Here in eastern Oklahoma, our usual custom is to go to Latin mass at the monastery nearby. Yesterday, because of weather and other logistics, we went to our parish church which has a Sunday Novus Ordo "English" mass and then a later Latin mass. We went to the English one.
In the traditional calendar, the season of Septuagesima started yesterday. In the new calendar, yesterday was the 4th Sunday of Ordinary Time, Year A.
I wonder how it seems to the pastor, who celebrates both the parish masses, to switch from one to the other within the space of a morning. It's not like they are opposites or adversaries, the two forms with their respective calendars. But they are different. I haven't actually heard this particular pastor celebrate a Latin mass. The English ones we've been to here are reverent, mostly attended by people our age or older (ie boomers), and you see all the signs of post-conciliar "active participation":
--a choir that can harmonize, a better than average keyboardist; a laity rotation to read the Scriptures; ushers; audible congregational responses to the dialogue elements, settings, and hymns; various ministries outside of the mass; and so on. Greeters at the door to hand out bulletins and interact with people; smiles and friendliness. There are no less than two deacons and this is for quite a small town in a state with a quite low Catholic population.
The pastor's homily was about the Beatitudes, which are in the Gospel reading for this Sunday, and was along the lines of this reflection by Gavin Ashenden. Basically, Father SD was trying to refresh and level-up our understanding of the terms used in the passage. He presented it as somewhat of a ladder or pyramid; for instance, the first Beatitude is
"Blessed are the poor in spirit, for theirs is the kingdom of heaven."
He said that poverty in this context is not economic -- simple lack of worldly goods -- but something more like humility, which means a fundamental understanding that everything one has, one has received from God. He said that by its nature, humility is not an outcome, not in this life at least, but more like a starting condition. If you say "now I'm humble" you transgress the very condition. He moved on through the other operative descriptions in the passage, contrasting them with the Ten Commandments which for the most part more negative in structure, and don't generally tell us how to practice virtue, how to become "perfect, as your Father in heaven is perfect".

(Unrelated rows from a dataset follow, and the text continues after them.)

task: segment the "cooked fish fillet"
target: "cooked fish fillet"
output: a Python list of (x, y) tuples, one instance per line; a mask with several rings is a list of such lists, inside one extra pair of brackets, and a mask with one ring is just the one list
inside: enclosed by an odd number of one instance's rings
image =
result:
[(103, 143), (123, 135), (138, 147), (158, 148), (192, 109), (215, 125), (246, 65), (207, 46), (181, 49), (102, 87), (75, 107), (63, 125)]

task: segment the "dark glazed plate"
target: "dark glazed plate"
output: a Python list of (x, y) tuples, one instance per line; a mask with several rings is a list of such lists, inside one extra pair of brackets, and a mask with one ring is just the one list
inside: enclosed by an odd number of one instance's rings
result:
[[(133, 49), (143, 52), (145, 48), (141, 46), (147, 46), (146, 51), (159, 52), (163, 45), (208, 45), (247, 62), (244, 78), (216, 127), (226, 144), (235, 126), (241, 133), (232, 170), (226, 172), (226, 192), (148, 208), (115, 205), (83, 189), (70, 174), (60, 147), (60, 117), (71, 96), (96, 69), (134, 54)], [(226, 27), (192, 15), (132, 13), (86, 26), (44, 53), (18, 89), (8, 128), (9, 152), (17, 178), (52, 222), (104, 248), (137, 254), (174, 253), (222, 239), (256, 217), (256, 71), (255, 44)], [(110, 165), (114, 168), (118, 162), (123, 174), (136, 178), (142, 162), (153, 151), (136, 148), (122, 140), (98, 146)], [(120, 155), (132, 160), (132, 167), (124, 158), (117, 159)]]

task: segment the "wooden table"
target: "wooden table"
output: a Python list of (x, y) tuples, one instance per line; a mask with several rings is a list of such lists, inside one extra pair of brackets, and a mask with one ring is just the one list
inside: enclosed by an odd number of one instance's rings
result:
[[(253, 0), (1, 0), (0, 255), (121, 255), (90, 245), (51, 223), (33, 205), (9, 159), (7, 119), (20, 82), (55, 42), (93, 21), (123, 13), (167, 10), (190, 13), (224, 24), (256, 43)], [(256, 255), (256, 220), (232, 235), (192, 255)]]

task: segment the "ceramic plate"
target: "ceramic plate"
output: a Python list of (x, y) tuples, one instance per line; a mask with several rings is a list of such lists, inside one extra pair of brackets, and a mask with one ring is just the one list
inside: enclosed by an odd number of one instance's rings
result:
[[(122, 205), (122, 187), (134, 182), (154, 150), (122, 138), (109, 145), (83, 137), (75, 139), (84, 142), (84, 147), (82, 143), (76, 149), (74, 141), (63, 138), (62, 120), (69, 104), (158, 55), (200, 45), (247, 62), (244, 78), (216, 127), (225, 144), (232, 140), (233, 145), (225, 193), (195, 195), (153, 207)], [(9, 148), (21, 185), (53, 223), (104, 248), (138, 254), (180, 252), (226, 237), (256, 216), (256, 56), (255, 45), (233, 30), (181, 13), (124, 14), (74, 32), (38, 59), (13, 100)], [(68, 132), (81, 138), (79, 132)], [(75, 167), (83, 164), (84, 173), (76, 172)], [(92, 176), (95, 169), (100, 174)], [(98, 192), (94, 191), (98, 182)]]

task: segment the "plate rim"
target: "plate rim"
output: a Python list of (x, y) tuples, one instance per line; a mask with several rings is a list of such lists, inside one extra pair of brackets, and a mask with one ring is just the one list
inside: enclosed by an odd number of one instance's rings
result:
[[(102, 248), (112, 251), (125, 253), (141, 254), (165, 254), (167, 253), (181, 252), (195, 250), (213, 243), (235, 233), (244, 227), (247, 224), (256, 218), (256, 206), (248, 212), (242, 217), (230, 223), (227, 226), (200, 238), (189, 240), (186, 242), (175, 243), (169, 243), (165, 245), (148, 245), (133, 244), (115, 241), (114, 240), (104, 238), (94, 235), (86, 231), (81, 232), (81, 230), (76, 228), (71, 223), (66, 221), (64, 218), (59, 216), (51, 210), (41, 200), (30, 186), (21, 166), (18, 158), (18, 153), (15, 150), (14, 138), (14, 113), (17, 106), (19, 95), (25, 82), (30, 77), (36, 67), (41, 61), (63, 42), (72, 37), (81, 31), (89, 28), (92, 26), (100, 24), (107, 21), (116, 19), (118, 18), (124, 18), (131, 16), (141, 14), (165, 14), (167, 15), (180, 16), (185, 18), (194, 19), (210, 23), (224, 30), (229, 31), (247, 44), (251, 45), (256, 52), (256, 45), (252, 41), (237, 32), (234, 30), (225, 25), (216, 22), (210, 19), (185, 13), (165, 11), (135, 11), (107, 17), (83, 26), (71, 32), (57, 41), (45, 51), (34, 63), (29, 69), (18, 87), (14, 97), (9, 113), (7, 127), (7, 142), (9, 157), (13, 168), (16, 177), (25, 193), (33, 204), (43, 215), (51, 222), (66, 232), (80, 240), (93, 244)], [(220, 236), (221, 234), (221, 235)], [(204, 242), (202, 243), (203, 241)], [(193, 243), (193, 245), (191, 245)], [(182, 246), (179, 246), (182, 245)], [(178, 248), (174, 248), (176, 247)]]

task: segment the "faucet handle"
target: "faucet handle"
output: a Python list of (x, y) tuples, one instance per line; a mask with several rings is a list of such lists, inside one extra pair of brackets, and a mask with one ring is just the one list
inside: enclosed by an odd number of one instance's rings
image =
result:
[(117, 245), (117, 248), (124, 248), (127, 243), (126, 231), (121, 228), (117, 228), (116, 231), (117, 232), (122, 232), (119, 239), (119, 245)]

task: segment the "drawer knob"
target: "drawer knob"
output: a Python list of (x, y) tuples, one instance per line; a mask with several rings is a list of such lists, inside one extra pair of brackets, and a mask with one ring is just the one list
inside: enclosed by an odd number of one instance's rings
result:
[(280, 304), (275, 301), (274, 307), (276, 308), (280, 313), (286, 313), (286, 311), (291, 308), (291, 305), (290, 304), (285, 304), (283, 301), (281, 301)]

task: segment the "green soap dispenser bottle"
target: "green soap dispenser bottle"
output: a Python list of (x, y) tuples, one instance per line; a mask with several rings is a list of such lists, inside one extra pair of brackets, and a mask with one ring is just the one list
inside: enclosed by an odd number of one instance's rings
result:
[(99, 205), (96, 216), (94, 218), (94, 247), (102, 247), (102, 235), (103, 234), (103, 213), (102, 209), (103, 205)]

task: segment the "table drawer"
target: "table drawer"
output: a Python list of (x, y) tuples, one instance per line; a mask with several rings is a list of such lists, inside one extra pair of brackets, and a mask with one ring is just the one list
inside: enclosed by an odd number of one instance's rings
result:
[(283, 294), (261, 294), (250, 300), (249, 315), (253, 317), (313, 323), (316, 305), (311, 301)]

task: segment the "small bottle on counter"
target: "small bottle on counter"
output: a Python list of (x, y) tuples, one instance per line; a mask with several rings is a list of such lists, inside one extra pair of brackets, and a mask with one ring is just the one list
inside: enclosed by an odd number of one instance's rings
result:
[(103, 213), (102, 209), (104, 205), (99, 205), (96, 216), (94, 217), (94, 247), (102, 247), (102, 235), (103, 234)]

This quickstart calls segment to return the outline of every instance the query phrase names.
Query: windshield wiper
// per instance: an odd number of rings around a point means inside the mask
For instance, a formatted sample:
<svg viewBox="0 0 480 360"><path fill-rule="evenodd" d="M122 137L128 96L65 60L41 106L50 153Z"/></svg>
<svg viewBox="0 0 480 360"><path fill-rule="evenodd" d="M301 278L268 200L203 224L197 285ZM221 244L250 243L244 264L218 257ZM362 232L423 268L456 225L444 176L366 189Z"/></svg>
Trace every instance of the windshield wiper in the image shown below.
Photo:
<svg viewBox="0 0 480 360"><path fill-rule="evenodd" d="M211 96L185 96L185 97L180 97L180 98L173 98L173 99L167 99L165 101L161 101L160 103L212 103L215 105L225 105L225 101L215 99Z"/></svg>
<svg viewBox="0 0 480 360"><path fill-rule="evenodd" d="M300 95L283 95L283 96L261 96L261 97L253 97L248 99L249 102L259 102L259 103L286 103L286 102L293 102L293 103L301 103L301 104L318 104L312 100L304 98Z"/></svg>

When I'm writing this out, I become aware how difficult it is to paraphrase, and how I am out of practice. If this partial summary seems unsatisfactory, the fault is mine, and not Father's. And of course, when you are homilizing you have about 12 minutes to say everything you have discerned you need to say on that occasion to your flock. Each of them will probably hear it a bit differently or take something different home from it.
I mentioned contrasts at the beginning of this post, and contrast is an unavoidable feature of the Catholic Church as it exists nowadays. Perhaps it always is, but in different modes and with different focal points.
In support of this -- my last post was about "progressive polarization". Polarization by definition is co-relative (so is progress, indeed). By that I mean that they have referents outside of themselves, and they are in themselves comparative terms in respect to themselves -- poles are like opposites, and progress is from one place to another in a forward direction. I will just mention that they are also both used analogically in this context. In themselves, they are spatial, locational terms; but Balthasar is using them to universalize a kind of positioning. Or so I would think, without having really read Balthasar except in a sketchy, proxy manner.
The way I translate progressive polarization is as eschatology -- the End of all things, meaning not their termination but their direction and meaning -- and as lifting the veil. I see the idea in almost all literature, even fiction that doesn't qualify as literature; in social and political events; in nature and in personal life. I see it most clearly in the liturgy and things associated with it, which includes some parts of my own life story.
(Here I am defining Liturgy very broadly almost as a synonym for our Faith; it has a much more specific meaning as well. )
I can't seem to say clearly what I am trying to say, which is awkward, but I'm leaving it up because there is something there and the messiness obscures but does not falsify it. I may be able to read it later and see a way to pull the messy bits into better order.
The homily on the beatitudes, and the thoughts on post-conciliar liturgical participation, and the bits on poles and progress and contrasts, don't seem to belong all together, but they all do join together, because they all intersect in the liturgy, and they are all things that go into the experience of Catholics who are seriously participating in the life of the Church. In fact, our whole faith life in today's circumstances is this kind of tangle, and I haven't even mentioned some of the things that are front in center in other countries. It's a feature of a Faith that is far more immense than any human mind can encompass, a Faith that subsumes everything in the universe and in human thought. The tangle is the outward or backwards appearance. I suppose it is the way good is brought out of evil, order knitted out of chaos.